Leaf node — just free it, return NULL to parent.
One child — replace the node with its only child.
Two children — find the in-order successor (smallest node in right subtree), copy its value into the current node, then delete the successor from the right subtree.

c

Node *min_node(Node *n) {
    while (n->left) n = n->left;
    return n;
}

Node *bst_delete(Node *n, int key) {
    if (!n) return NULL;
    if      (key < n->val) { n->left  = bst_delete(n->left,  key); }
    else if (key > n->val) { n->right = bst_delete(n->right, key); }
    else {
        // found: handle the three cases
        if (!n->left)  { Node *tmp = n->right; free(n); return tmp; }
        if (!n->right) { Node *tmp = n->left;  free(n); return tmp; }
        // two children: replace with in-order successor
        Node *succ = min_node(n->right);
        n->val   = succ->val;
        n->right = bst_delete(n->right, succ->val);
    }
    return n;
}
          

The degenerate case

If you insert sorted data into a plain BST — say, 1, 2, 3, 4, 5 — every new node goes to the right.

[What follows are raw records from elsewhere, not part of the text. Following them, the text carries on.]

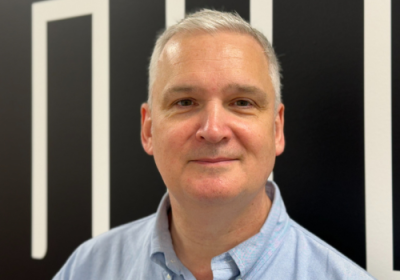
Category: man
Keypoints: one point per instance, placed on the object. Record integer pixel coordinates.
(214, 124)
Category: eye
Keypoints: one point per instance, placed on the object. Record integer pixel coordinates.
(185, 102)
(242, 103)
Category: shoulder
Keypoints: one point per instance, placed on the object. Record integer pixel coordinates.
(110, 253)
(320, 257)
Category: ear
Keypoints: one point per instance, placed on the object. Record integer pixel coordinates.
(146, 132)
(279, 135)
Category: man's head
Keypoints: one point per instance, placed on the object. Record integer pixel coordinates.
(211, 22)
(214, 127)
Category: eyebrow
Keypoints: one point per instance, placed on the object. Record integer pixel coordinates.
(233, 87)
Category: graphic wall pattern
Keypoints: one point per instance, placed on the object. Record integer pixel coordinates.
(73, 75)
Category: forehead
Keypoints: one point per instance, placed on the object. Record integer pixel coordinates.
(212, 60)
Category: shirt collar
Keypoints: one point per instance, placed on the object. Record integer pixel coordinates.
(258, 249)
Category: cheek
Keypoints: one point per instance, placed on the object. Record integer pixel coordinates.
(170, 140)
(257, 138)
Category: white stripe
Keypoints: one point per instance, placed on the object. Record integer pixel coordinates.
(378, 138)
(42, 12)
(261, 14)
(174, 11)
(261, 18)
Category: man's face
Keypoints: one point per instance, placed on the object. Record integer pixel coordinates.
(212, 127)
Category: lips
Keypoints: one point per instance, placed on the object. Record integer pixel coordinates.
(210, 161)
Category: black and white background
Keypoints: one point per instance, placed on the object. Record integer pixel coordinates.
(321, 174)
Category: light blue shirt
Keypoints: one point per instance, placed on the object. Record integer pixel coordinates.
(143, 249)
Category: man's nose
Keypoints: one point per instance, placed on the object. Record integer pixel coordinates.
(214, 124)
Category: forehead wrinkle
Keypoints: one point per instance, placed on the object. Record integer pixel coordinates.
(169, 92)
(235, 87)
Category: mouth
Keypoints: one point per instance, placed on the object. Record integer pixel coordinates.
(214, 161)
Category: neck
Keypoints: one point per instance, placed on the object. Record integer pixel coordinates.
(201, 232)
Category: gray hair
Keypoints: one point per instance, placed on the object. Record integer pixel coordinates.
(212, 21)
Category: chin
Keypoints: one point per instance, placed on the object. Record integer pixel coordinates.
(213, 191)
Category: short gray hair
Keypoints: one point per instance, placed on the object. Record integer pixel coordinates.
(212, 21)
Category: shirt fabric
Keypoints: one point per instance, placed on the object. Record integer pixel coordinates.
(143, 250)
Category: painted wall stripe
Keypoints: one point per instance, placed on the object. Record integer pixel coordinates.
(261, 17)
(42, 12)
(174, 11)
(378, 136)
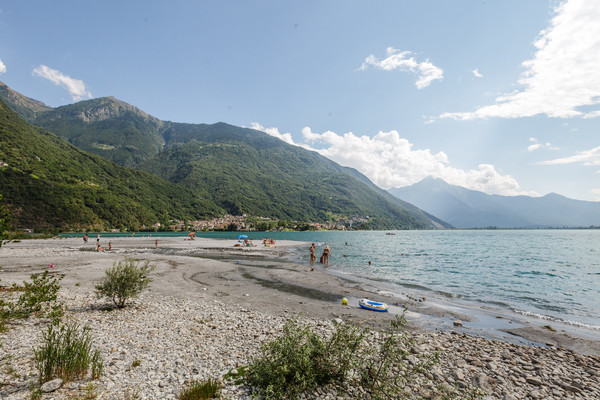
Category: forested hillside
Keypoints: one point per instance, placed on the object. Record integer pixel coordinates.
(48, 183)
(239, 170)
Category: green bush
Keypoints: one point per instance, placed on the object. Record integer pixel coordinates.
(67, 354)
(300, 360)
(125, 280)
(38, 297)
(352, 356)
(198, 390)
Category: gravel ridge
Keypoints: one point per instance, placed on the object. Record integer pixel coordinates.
(157, 344)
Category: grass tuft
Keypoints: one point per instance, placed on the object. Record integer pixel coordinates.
(67, 354)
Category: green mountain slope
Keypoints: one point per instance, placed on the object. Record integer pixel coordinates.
(48, 183)
(108, 127)
(250, 172)
(241, 170)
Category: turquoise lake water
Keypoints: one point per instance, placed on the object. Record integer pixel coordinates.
(546, 274)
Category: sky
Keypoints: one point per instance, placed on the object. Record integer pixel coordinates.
(501, 96)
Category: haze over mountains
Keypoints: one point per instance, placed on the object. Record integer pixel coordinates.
(464, 208)
(219, 167)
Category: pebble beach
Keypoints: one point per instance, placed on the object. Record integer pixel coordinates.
(212, 305)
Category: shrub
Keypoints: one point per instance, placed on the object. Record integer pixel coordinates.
(67, 354)
(198, 390)
(300, 360)
(352, 356)
(38, 297)
(125, 280)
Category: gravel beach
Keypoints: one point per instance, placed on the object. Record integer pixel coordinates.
(211, 305)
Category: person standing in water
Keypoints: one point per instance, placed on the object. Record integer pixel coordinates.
(326, 254)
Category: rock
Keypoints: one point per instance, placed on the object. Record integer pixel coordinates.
(534, 380)
(458, 374)
(51, 386)
(484, 382)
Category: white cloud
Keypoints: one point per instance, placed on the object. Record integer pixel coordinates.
(587, 157)
(391, 161)
(536, 145)
(76, 87)
(286, 137)
(563, 74)
(426, 72)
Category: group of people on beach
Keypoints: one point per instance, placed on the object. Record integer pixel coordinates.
(98, 246)
(324, 257)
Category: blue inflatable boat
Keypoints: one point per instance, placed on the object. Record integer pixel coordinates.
(372, 305)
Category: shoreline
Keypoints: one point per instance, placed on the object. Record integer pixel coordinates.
(260, 282)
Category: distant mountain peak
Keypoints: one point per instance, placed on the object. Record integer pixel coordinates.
(103, 108)
(24, 105)
(465, 208)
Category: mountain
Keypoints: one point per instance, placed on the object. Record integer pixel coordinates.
(242, 171)
(24, 106)
(464, 208)
(49, 183)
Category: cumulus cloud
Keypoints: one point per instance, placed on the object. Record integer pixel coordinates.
(392, 161)
(401, 60)
(563, 74)
(286, 137)
(76, 87)
(587, 157)
(535, 145)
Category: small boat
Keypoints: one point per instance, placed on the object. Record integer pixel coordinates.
(372, 305)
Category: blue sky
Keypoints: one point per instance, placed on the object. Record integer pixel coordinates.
(497, 96)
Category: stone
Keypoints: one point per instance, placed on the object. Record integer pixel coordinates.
(484, 382)
(51, 386)
(534, 380)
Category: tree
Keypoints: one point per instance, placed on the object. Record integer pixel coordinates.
(4, 222)
(124, 280)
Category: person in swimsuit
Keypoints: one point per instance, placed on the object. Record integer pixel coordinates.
(326, 254)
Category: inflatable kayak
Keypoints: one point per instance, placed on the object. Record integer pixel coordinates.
(372, 305)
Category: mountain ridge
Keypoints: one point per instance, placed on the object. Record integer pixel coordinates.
(48, 183)
(464, 208)
(240, 170)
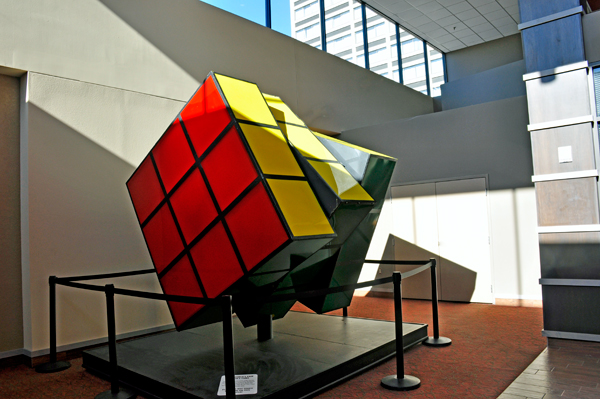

The tree becomes a right-leaning chain, height n, and every operation costs O(n). You've built an expensive linked list.

⚠️

Insertion order determines tree shape. A plain BST gives you no guarantee about height. Insert 50 random keys and the expected height is O(log n). Insert them in sorted order and you get O(n). Real applications use self-balancing variants.

Self-balancing trees

A self-balancing BST automatically restructures itself on insert and delete to keep height O(log n) regardless of input order. The two most common variants are:

AVL tree — after every insert or delete, checks the height difference between left and right subtrees at each affected node. If the difference exceeds 1, it performs a rotation — a local pointer rearrangement that reduces height while preserving the BST invariant. AVL trees are strictly balanced, so lookups are fast.
Red-black tree — each node is colored red or black, and a set of color rules enforces that no path from root to leaf is more than twice as long as any other. Red-black trees are less strictly balanced than AVL trees but require fewer rotations on insert and delete. They're what std::map in C++ and Java's TreeMap use under the hood.

💡

Rotations preserve the BST invariant. A right rotation on a node x with left child y makes y the new subtree root and x the right child of y. Every key ordering relationship is preserved — only the shape changes. This is the mechanism that keeps self-balancing trees fast.

BST vs hash table

Hash tables give O(1) average lookup. BSTs give O(log n) worst-case. Why would you ever use a BST?

Ordered iteration — in-order traversal yields sorted keys. Hash tables have no ordering.
Range queries — find all keys between 10 and 50. A BST can do this efficiently; a hash table cannot.
Predecessor / successor — find the largest key smaller than x. O(log n) in a BST, O(n) in a hash table.
No hash function required — any comparable type works directly.

one-line takeaway

A BST is O(log n) only while balanced — insert sorted data and it degenerates to O(n). Use a self-balancing variant in practice.